C’est les beaufs de comptoirs qui font recette, des journalistes « anti-tout » en mal de scoop, pour des lecteurs en manque d’« ils sont partout ». Des anonymes de tout poil qui savent tout, sur le pourquoi de l’état de la France « à cause de ceux qui n’y foutent rien et qui n’ont rien à y foutre », des types dont les responsabilités diverses, étouffaient dans leurs tripes jusqu’alors, un racisme latent ou épidermique et qui peuvent maintenant exulter sans crainte, la noirceur de leur être et décider au bord d’un zinc, d’une France « purifiée ». Il y a ceux qui peuvent enfin dire « qu’un arabe est un bicot » ou « qu’un noir est un nègre », comme au temps d’une pensée bridée et révolue, où ils affirmaient, l’air entendu « qu’un chat était un chat », sans aucune répulsion d’eux-mêmes.

Je suis triste et consterné. J’ai beau fermer mes oreilles... Tout cela se dit, en ville, ici et là, dans les rues, les bistrots, les cinémas et les salles des pas perdus, où les mots et les diatribes ne se perdent pas pour tout le monde !...

La démocratie pouvait être encore sauvegardée. Il suffisait d’un sursaut pour bousculer cette dérive insupportable du rejet de l’autre. Alors, les gens de bonne volonté réfléchissent et se fédèrent en réseaux citoyens.
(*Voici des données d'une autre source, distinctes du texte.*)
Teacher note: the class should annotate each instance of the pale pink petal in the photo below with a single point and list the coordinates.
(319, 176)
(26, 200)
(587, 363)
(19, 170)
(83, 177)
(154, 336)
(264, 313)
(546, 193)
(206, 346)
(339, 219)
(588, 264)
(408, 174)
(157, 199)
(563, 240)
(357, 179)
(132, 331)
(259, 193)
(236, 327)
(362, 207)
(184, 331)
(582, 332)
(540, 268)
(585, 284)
Ils commencent à se manifester en écrivant, en exprimant leur désarroi d’abord dans les lieux de réunions publiques, ensuite dans les rues, avec d’autres, connus et moins connus, venus de France entière. Tous se rassemblent autour de l’emblématique défense de la culture pour organiser des salons du livre et de la mémoire collective. Ils dénoncent les rapprochements complices entre fonctionnaires, juges ou policiers, qui prêtent leur concours à d’illégitimes protections.

Les risques paraissent circonscrits à l’échelon local mais ils n’ont rien de mineurs car leur propagation n’est guère illusoire. L’histoire à tendance à bégayer. Oui ! J’entends encore aujourd’hui, après toutes ces années passées, de tristes imitateurs clamer « La France, aimez-la ou quittez-la ! ».

On est dans le provisoire !

- Décidément, dans cette ville, le crime n’aura jamais cessé de payer. Lieu quasiment mythique où la république ne cesse d’empiler dos à dos, les hommes dans leur travers les plus pervertis, en mettant la démocratie en péril et en concourant à sa perte.

- Dans ce marigot de tous les dangers et partout ailleurs, aujourd’hui et demain, j’ai décidé de me battre pour que soit rendue à la justice sa mission de défense des libertés, et à défaut d’être autorisé à poursuivre les nantis du crime, j’ai définitivement décidé de refuser de m’en prendre aux plus démunis...

- Dans ce pays, où l’on a dit de moi que j’étais malade d’antifascisme, pour mieux me rompre professionnellement, j’ai résolument décidé de ne plus guérir...
 »

Albert Lévy

P.-S.


Sabiha Ahmine (présidente du CHRD, adjointe au maire de Lyon) nous a transmis l’intégralité de ce témoignage remarquable d’Albert Lévy.